What it does for you: With a healthy dose of caffeine, sugar, B-vitamins, and a bunch of other shit that sounds very energy-arousing, I felt like I was fucking tweaking. Just drink half a can, trust me.

• • •
 

I’d give my left nut for a right nut.

Filed under: Uncategorized — Timothy Moriarty @ 5:40 am

Whilst perusing the goods at my local apothecary (read: buying beer at the gas station) I decided to pick up a new can of energy drink to gag down and tell you all about. The most obvious candidate for a damn good thrashing came in a neon green can.
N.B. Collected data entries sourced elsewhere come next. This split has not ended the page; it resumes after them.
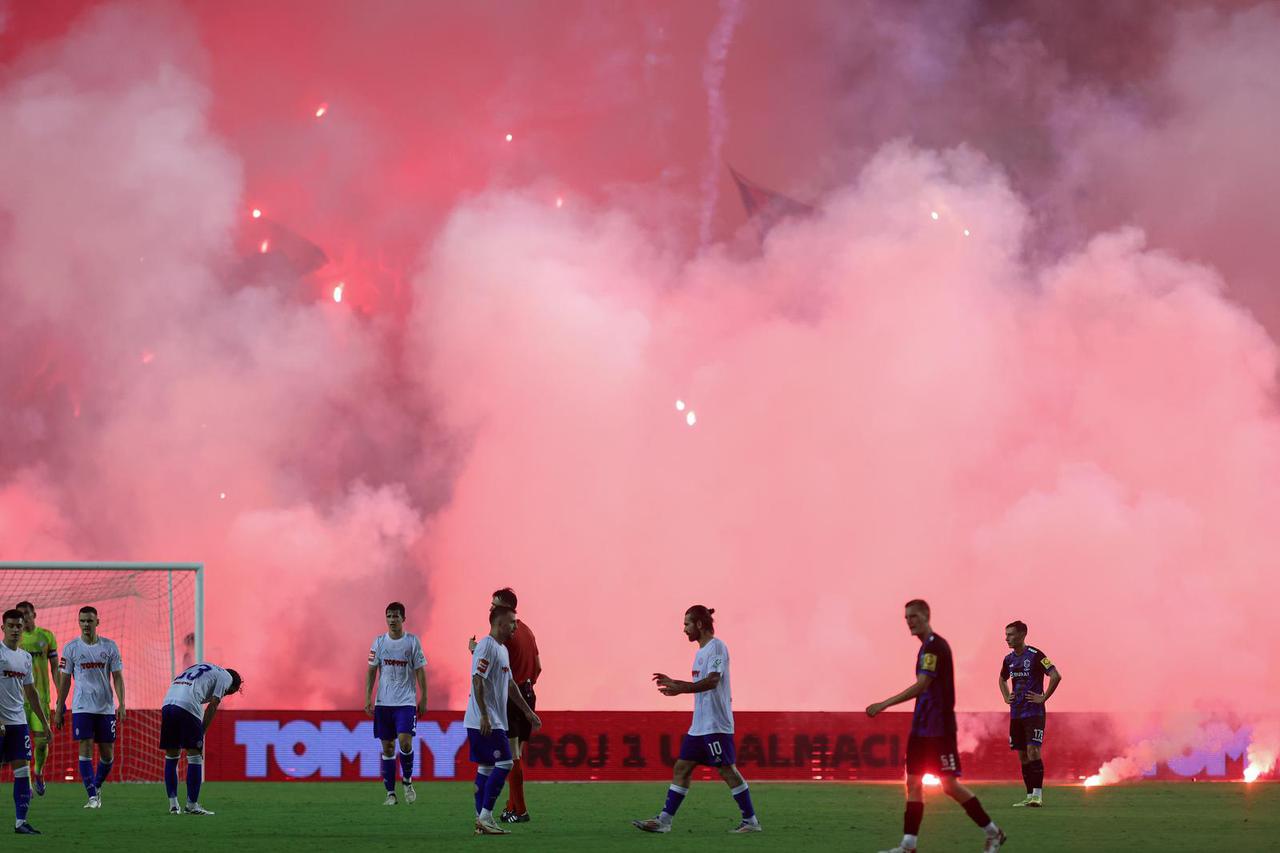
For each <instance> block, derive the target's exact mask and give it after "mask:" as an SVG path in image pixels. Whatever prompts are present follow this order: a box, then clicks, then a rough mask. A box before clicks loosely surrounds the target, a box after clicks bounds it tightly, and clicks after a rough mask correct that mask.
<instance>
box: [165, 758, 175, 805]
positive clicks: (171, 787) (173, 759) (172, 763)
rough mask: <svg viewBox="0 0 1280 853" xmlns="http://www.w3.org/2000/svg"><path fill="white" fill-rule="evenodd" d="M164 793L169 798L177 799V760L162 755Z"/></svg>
mask: <svg viewBox="0 0 1280 853" xmlns="http://www.w3.org/2000/svg"><path fill="white" fill-rule="evenodd" d="M164 793H166V794H169V799H170V800H177V799H178V760H177V758H170V757H169V756H165V757H164Z"/></svg>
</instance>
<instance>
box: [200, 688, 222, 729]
mask: <svg viewBox="0 0 1280 853" xmlns="http://www.w3.org/2000/svg"><path fill="white" fill-rule="evenodd" d="M219 704H221V699H219V698H218V697H216V695H215V697H210V699H209V704H207V706H205V719H204V721H202V725H204V726H205V729H204V730H205V731H209V726H211V725H214V716H216V715H218V706H219Z"/></svg>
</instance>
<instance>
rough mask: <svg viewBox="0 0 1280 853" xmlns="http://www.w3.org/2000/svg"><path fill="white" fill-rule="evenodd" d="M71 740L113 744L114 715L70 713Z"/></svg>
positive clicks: (109, 713)
mask: <svg viewBox="0 0 1280 853" xmlns="http://www.w3.org/2000/svg"><path fill="white" fill-rule="evenodd" d="M72 738H73V739H76V740H92V742H93V743H115V715H114V713H72Z"/></svg>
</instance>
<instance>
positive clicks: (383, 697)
mask: <svg viewBox="0 0 1280 853" xmlns="http://www.w3.org/2000/svg"><path fill="white" fill-rule="evenodd" d="M369 666H376V667H378V701H376V702H375V703H374V704H384V706H390V707H397V706H403V704H415V706H416V704H417V688H416V685H415V681H413V672H416V671H417V670H420V669H422V667H424V666H426V656H425V654H422V644H421V643H420V642H419V640H417V638H416V637H413V635H412V634H410V633H404V634H401V638H399V639H392V635H390V634H379V635H378V637H375V638H374V646H372V648H370V649H369Z"/></svg>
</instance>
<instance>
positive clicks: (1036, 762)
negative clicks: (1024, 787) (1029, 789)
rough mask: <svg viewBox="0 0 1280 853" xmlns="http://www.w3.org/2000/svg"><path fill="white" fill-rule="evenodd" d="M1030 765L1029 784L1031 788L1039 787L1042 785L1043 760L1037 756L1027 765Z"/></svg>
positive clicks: (1042, 787)
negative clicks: (1035, 759) (1035, 760)
mask: <svg viewBox="0 0 1280 853" xmlns="http://www.w3.org/2000/svg"><path fill="white" fill-rule="evenodd" d="M1028 767H1030V771H1032V772H1030V776H1032V779H1030V786H1032V788H1033V789H1037V790H1038V789H1041V788H1043V786H1044V762H1043V761H1042V760H1039V758H1037V760H1036V761H1033V762H1030V765H1028Z"/></svg>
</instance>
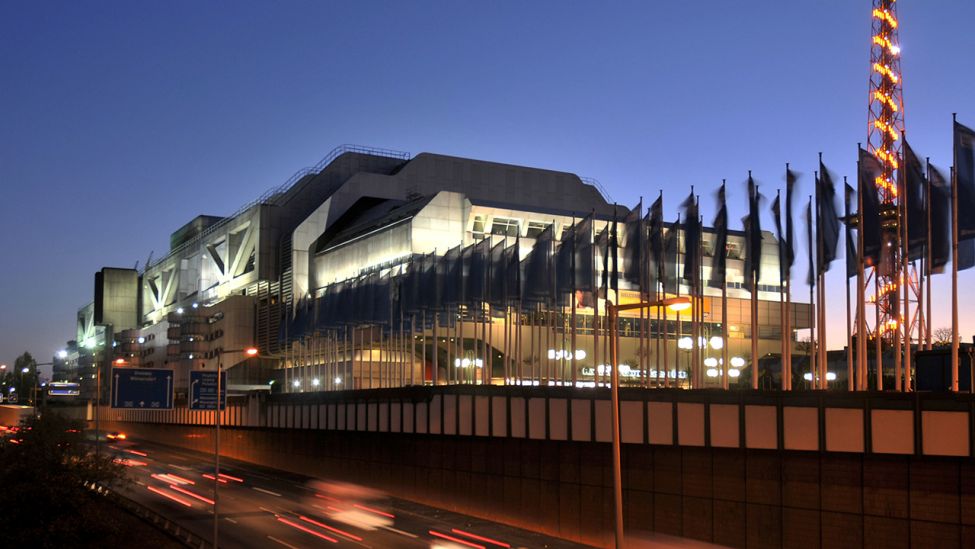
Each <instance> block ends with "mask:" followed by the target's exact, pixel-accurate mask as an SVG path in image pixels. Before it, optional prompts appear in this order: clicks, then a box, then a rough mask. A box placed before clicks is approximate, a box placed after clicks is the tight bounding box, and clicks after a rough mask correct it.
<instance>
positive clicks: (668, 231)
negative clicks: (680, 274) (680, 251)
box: [663, 215, 680, 294]
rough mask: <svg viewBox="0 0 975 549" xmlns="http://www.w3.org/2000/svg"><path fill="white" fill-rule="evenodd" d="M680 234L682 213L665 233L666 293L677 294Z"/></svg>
mask: <svg viewBox="0 0 975 549" xmlns="http://www.w3.org/2000/svg"><path fill="white" fill-rule="evenodd" d="M679 235H680V215H678V216H677V221H675V222H674V223H673V224H671V226H670V228H668V229H667V233H666V234H665V235H664V269H663V270H664V277H663V286H664V293H667V294H676V293H677V288H678V282H679V281H678V280H677V239H678V237H679Z"/></svg>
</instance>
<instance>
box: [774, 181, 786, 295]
mask: <svg viewBox="0 0 975 549" xmlns="http://www.w3.org/2000/svg"><path fill="white" fill-rule="evenodd" d="M772 217H773V219H774V220H775V236H776V238H778V239H779V280H785V272H786V267H785V248H786V242H785V235H784V234H782V208H781V207H780V206H779V195H778V194H776V195H775V200H773V201H772Z"/></svg>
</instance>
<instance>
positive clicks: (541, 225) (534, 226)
mask: <svg viewBox="0 0 975 549" xmlns="http://www.w3.org/2000/svg"><path fill="white" fill-rule="evenodd" d="M549 225H551V223H542V222H540V221H529V222H528V231H527V232H526V233H525V236H527V237H528V238H538V235H540V234H542V231H544V230H545V229H546V228H548V226H549Z"/></svg>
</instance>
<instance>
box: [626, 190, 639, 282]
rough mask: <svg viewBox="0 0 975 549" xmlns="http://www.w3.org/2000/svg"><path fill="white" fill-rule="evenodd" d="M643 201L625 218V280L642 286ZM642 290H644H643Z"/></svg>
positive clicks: (626, 216) (638, 204)
mask: <svg viewBox="0 0 975 549" xmlns="http://www.w3.org/2000/svg"><path fill="white" fill-rule="evenodd" d="M643 231H644V227H643V199H641V200H640V203H639V204H637V205H636V206H634V207H633V209H632V210H630V211H629V213H627V214H626V217H624V218H623V235H624V236H625V237H626V239H625V240H624V241H623V279H624V280H626V281H628V282H630V283H631V284H635V285H638V286H640V285H642V284H643V279H642V268H641V266H642V262H643V249H644V245H643V238H644V235H643ZM641 289H642V288H641Z"/></svg>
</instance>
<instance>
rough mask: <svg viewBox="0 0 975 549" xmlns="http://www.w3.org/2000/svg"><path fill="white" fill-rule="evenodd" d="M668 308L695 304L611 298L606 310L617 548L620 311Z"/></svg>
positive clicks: (614, 505) (672, 308)
mask: <svg viewBox="0 0 975 549" xmlns="http://www.w3.org/2000/svg"><path fill="white" fill-rule="evenodd" d="M661 306H662V307H667V309H669V310H671V311H675V312H679V311H683V310H685V309H687V308H689V307H690V306H691V300H690V298H688V297H686V296H678V297H671V298H667V299H663V300H660V301H652V302H650V301H640V302H637V303H627V304H626V305H616V304H614V303H613V302H611V301H607V302H606V310H607V313H608V315H609V337H610V340H609V368H610V398H611V399H612V406H613V500H614V504H613V506H614V511H615V512H614V515H615V532H616V548H617V549H622V548H623V547H625V545H626V544H625V542H624V541H623V477H622V473H621V471H620V393H619V384H620V383H619V382H620V374H619V369H618V368H617V366H618V365H619V352H620V349H619V347H620V339H619V313H620V311H632V310H636V309H646V308H649V307H661ZM664 343H665V344H666V342H664Z"/></svg>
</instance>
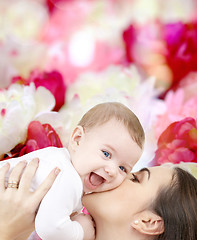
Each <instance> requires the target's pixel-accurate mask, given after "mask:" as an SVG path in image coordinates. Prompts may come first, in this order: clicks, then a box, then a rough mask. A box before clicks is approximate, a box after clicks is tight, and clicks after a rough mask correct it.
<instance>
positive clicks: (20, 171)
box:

It’s called Rip It Energy Fuel.

Figure 1.1: The Rip It family of beverages. Seriously though, what’s that shit on the left? Energy lip balm?
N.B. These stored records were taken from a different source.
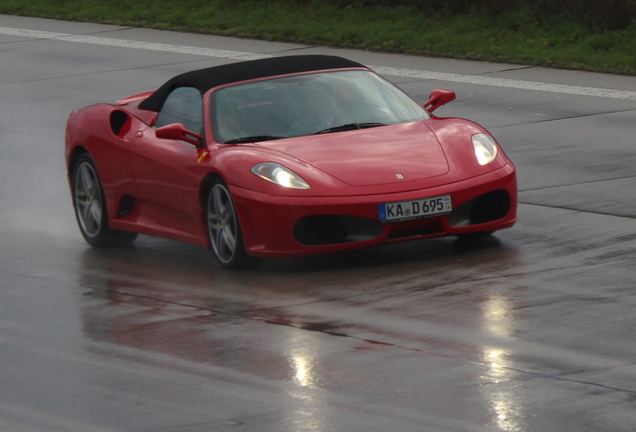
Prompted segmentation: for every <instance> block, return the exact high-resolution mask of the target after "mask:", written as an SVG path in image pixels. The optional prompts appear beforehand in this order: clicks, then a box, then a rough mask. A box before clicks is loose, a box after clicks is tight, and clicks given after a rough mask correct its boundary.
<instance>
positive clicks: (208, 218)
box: [205, 179, 261, 270]
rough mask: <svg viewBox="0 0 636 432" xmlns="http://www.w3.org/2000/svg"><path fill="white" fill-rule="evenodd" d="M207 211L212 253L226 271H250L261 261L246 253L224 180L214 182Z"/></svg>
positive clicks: (207, 207)
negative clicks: (248, 269) (225, 269)
mask: <svg viewBox="0 0 636 432" xmlns="http://www.w3.org/2000/svg"><path fill="white" fill-rule="evenodd" d="M205 211H206V214H205V216H206V225H207V230H208V238H209V239H210V245H211V249H212V254H213V255H214V258H215V259H216V262H217V263H218V264H219V265H220V266H221V267H222V268H224V269H228V270H241V269H248V268H253V267H255V266H257V265H258V264H259V263H260V262H261V260H259V259H256V258H253V257H251V256H249V255H248V254H247V252H246V251H245V244H244V242H243V232H242V231H241V224H240V222H239V219H238V216H237V214H236V209H235V207H234V203H233V202H232V197H231V195H230V192H229V191H228V189H227V186H226V184H225V183H224V182H223V180H221V179H215V180H214V181H213V182H212V185H211V186H210V189H209V191H208V194H207V200H206V206H205Z"/></svg>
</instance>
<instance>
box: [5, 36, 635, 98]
mask: <svg viewBox="0 0 636 432" xmlns="http://www.w3.org/2000/svg"><path fill="white" fill-rule="evenodd" d="M0 34H5V35H12V36H21V37H28V38H36V39H52V40H60V41H66V42H76V43H86V44H93V45H105V46H115V47H122V48H132V49H143V50H149V51H161V52H172V53H178V54H192V55H199V56H204V57H216V58H228V59H234V60H256V59H262V58H270V57H273V56H271V55H268V54H257V53H248V52H241V51H230V50H219V49H213V48H202V47H192V46H185V45H173V44H162V43H153V42H141V41H134V40H127V39H115V38H107V37H99V36H87V35H74V34H69V33H57V32H45V31H39V30H27V29H19V28H12V27H2V26H0ZM368 66H369V67H370V68H371V69H373V70H375V71H376V72H377V73H379V74H381V75H391V76H399V77H407V78H415V79H424V80H436V81H447V82H457V83H466V84H476V85H485V86H492V87H506V88H515V89H521V90H532V91H543V92H551V93H561V94H572V95H579V96H595V97H601V98H609V99H623V100H636V92H633V91H621V90H611V89H604V88H596V87H581V86H571V85H566V84H550V83H544V82H536V81H523V80H514V79H506V78H492V77H484V76H480V75H463V74H455V73H445V72H431V71H421V70H416V69H403V68H393V67H386V66H373V65H368Z"/></svg>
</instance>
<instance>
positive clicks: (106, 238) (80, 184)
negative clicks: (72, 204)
mask: <svg viewBox="0 0 636 432" xmlns="http://www.w3.org/2000/svg"><path fill="white" fill-rule="evenodd" d="M71 186H72V189H73V190H72V192H73V206H74V207H75V216H76V217H77V224H78V225H79V228H80V231H81V233H82V236H83V237H84V239H85V240H86V242H87V243H88V244H90V245H91V246H96V247H100V246H122V245H126V244H129V243H132V242H133V241H134V240H135V238H137V233H132V232H127V231H118V230H113V229H111V228H110V227H109V226H108V215H107V213H106V200H105V199H104V190H103V189H102V184H101V182H100V180H99V176H98V175H97V169H96V168H95V163H94V162H93V158H91V157H90V156H89V155H88V154H85V155H82V156H80V158H79V160H78V161H77V163H76V164H75V167H74V169H73V177H72V180H71Z"/></svg>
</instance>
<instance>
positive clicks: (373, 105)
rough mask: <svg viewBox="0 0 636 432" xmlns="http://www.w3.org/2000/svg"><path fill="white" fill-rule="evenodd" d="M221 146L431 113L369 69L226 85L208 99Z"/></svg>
mask: <svg viewBox="0 0 636 432" xmlns="http://www.w3.org/2000/svg"><path fill="white" fill-rule="evenodd" d="M210 101H211V107H210V108H211V109H210V113H211V116H212V119H211V120H212V122H211V123H212V125H213V133H214V136H215V139H216V141H217V142H220V143H228V144H229V143H241V142H254V141H264V140H271V139H280V138H289V137H296V136H303V135H311V134H316V133H330V132H339V131H343V130H351V129H362V128H367V127H376V126H383V125H389V124H396V123H406V122H413V121H419V120H423V119H427V118H428V113H427V112H426V111H425V110H424V108H422V107H421V106H420V105H418V104H417V103H416V102H415V101H414V100H413V99H411V98H410V97H408V96H407V95H405V94H404V93H403V92H402V91H400V90H399V89H397V88H396V87H395V86H393V85H392V84H390V83H388V82H387V81H385V80H383V79H382V78H380V77H379V76H377V75H376V74H374V73H372V72H369V71H360V70H355V71H339V72H323V73H316V74H309V75H296V76H291V77H286V78H277V79H271V80H265V81H258V82H253V83H247V84H239V85H234V86H230V87H225V88H222V89H219V90H217V91H215V92H214V93H213V94H212V97H211V98H210Z"/></svg>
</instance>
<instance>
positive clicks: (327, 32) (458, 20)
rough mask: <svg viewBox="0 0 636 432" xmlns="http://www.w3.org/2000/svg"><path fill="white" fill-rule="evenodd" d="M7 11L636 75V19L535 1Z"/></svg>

Now, who among you did not immediately hum the first few notes of the chorus of Devo’s immortal “Whip It” the very moment you read that name? I sure as hell did, and I immediately began reworking the lyrics in my head to accompany the product in commercials that will surely make you want to rip heads off of bystanders.

When a CD comes along,

you must rip it.

There’s a price tag on your bong

you must rip it.

Herpes sore for far too long

you must rip it.

Rip it good.

The claims of the can: Where oh where do I begin? First of all, it’s not an energy drink, you numbnuts. It’s “Energy Fuel”. It is also, apparently, a “Lime Wrecker,” as demonstrated by the two halves of lime that appear to have been wrecked by something. Beneath that, in very small letters, there is a very curious claim that I’m sure will cause you a nasty case of rectal prolapse once you’re finished laughing at it: “Dietary Supplement.”

The supplemental facts were pretty textbook… full of taurine, caffeine (102mg), Inositol, and Guarana Seed Extract. A lot of B and C vitamins.

Oh, there’s also a small drawing of a horse fellating itself, with the words “Wild Ride” beneath it. You think I am kidding. I assure you I am not.

Scariest-sounding ingredient: “Glyceryl Abietate” sounds none too pleasant for consumption.

Energy Drink Funk Factor: 4. For only having 33 grams of sugar – a mild dose by today’s energy drink standards – this shit still tasted way too sweet. It’s tasted exactly like a lime-flavored Brach’s hard candy. You know the ones. They’re kinda shaped like an oval and you can get ‘em in bulk at the grocery store in an assortment of flavors. Your grandmother has them in a bowl in her house somewhere. Seriously.

What it does for you: Same thing as two cups of coffee would have done for me, since that’s roughly the amount of caffeine contained therein. It did not, however, rip me or take me for a wild ride. Or allow me to perform fellatio on myself. Or a horse. Just a big fucking disappointment all around.